RoboCOT is designed to help you inspect relative positioning between Commercials (C) and Noncommercials (NC) across two futures symbols in a consistent, normalised space.

The script does not provide trade signals, does not predict outcomes, and does not guarantee performance. COT data is typically updated weekly and can be revised; for that reason, it should be interpreted as a higher-timeframe positioning dataset and always cross-checked with price, volatility, and broader context.

The RoboCOT Oscillators
The upper lane shows four oscillators constrained to the range [-1, +1]. Two lines belong to Asset A (NC and C) and are drawn with stronger colours, while the two lines of Asset B are drawn fainter to act as a reference. Each oscillator is derived from net positioning (Long minus Short) expressed relative to Open Interest, then normalised over a rolling lookback of weekly prints and smoothed with either HMA or EMA. This normalisation is meant to make different markets more comparable visually; it is not the raw net position itself. In addition, the oscillators are modulated by an internal confidence factor that incorporates Open Interest activity and distance from historical extremes, so the plotted curves remain continuous while still reflecting when the underlying positioning is “more informative” in relative terms.

The RoboCOT Comparisons
The shaded areas in the upper lane are pair fills that compare A versus B within the same participant class. The NC fill is drawn between the two NC lines, and the C fill is drawn between the two C lines. The sign of each fill is driven by the product A×B (after any optional bias inversion on B).
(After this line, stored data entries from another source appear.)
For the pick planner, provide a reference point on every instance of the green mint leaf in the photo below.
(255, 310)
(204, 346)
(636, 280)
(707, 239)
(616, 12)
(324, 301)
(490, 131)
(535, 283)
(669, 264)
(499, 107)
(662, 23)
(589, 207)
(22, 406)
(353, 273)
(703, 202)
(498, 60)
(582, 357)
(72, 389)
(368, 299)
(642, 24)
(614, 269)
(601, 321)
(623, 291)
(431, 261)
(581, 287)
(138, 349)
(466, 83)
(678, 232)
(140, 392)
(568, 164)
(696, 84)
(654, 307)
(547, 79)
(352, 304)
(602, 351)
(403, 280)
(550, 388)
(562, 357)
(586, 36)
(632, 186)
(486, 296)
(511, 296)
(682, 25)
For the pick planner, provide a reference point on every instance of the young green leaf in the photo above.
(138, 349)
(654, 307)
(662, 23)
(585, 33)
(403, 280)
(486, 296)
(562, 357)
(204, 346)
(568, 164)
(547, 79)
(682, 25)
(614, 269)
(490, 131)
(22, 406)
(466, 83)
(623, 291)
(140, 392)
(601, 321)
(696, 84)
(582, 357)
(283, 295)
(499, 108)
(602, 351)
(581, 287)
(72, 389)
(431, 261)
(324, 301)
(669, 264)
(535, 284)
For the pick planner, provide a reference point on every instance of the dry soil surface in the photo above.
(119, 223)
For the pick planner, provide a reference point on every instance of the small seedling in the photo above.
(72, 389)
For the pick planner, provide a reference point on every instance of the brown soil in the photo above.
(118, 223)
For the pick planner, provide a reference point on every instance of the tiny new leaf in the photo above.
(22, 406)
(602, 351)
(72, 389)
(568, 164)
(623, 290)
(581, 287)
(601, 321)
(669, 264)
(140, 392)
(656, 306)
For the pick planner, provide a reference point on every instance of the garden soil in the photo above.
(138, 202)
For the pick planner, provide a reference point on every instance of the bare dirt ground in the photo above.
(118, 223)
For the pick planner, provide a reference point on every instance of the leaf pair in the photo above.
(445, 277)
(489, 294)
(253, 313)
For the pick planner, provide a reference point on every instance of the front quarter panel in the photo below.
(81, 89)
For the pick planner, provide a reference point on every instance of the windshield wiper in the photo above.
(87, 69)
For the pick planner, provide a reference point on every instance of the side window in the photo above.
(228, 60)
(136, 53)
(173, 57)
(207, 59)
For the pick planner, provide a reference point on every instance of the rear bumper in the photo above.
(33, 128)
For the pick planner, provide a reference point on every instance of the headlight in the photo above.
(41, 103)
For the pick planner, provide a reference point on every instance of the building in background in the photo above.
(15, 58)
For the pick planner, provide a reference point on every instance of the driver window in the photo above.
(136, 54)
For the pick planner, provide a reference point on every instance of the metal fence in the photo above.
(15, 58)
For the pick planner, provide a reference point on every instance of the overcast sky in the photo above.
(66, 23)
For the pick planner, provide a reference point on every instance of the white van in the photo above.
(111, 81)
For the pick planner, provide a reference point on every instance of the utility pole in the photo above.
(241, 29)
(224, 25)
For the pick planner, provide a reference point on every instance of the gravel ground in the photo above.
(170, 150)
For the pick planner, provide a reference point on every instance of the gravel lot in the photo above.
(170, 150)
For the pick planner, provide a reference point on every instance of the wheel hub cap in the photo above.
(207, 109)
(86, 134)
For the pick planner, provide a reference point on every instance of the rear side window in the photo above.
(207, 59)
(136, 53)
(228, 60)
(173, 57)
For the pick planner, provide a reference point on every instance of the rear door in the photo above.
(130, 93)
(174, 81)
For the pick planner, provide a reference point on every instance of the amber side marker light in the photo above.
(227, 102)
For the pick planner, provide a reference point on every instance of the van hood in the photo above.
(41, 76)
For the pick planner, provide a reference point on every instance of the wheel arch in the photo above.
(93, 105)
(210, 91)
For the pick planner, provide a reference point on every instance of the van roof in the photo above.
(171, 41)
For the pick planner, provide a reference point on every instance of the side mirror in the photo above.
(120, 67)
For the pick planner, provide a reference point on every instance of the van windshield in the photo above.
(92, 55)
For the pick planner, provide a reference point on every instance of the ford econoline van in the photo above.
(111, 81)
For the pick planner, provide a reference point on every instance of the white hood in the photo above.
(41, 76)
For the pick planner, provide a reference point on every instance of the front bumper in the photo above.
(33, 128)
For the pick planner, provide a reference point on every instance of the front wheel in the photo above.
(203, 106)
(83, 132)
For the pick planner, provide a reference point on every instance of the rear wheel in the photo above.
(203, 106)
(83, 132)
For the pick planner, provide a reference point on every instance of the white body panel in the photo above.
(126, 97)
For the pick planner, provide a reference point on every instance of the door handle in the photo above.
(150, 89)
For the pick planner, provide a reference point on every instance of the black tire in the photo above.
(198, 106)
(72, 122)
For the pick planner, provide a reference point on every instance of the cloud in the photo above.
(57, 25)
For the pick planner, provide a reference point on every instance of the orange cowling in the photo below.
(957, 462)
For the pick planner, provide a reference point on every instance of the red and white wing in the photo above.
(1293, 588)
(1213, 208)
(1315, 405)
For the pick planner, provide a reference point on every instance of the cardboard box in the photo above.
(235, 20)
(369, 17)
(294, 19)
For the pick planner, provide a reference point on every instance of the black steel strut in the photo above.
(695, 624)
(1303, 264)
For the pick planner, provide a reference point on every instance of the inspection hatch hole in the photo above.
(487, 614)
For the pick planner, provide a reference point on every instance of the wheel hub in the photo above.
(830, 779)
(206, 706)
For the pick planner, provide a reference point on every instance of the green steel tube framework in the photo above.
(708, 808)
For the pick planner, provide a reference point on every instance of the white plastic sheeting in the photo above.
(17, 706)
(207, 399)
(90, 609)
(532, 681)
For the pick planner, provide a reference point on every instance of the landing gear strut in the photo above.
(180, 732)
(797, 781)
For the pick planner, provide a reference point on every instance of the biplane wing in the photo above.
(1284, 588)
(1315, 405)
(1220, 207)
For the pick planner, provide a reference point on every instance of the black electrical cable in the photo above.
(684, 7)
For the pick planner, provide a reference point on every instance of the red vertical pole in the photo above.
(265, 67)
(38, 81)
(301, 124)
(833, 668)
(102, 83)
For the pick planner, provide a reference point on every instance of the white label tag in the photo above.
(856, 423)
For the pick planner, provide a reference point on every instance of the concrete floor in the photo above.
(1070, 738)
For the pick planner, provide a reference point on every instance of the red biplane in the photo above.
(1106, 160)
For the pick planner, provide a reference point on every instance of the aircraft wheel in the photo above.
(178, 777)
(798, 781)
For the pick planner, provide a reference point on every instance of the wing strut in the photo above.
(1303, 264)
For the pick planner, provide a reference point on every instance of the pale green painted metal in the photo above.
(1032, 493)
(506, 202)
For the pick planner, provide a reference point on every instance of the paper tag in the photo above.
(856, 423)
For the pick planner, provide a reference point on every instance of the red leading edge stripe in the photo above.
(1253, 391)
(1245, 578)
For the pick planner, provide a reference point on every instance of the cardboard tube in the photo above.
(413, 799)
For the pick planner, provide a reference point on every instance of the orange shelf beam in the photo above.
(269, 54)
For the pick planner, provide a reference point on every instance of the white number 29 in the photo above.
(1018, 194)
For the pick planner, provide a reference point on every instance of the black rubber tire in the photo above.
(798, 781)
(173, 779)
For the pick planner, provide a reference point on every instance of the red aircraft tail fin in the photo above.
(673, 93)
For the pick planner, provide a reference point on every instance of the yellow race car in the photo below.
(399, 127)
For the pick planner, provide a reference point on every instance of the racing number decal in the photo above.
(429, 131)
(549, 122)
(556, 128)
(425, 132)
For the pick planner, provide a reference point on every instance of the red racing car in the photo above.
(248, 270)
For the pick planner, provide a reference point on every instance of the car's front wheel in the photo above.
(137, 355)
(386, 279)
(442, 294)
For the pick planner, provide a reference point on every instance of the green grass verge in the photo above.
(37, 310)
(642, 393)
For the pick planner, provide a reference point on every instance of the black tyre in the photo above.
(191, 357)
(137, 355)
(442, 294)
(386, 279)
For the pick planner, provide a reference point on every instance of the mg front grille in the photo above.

When the product is positive, both series share the same sign and the fill leans toward the “agreement” palette; when the product is negative, the series have opposite signs, and the fill leans toward the “conflict” palette. Opacity is driven by a weight that increases with higher confidence, larger separation between curves, and stronger agreement/conflict magnitude; when the weight is low, the fill remains intentionally subtle.

The optional “Invert B bias” switch is provided because some pairings represent opposite sides of the same macro axis. A common example is comparing 6E1! EUR (Euro FX futures) against DX1! DXY (US Dollar Index futures). In that case, flipping the sign of B can make the comparison more intuitive by expressing both series in a consistent “bias space” for visual alignment checks. This is a visualisation convenience; it does not imply a causal relationship.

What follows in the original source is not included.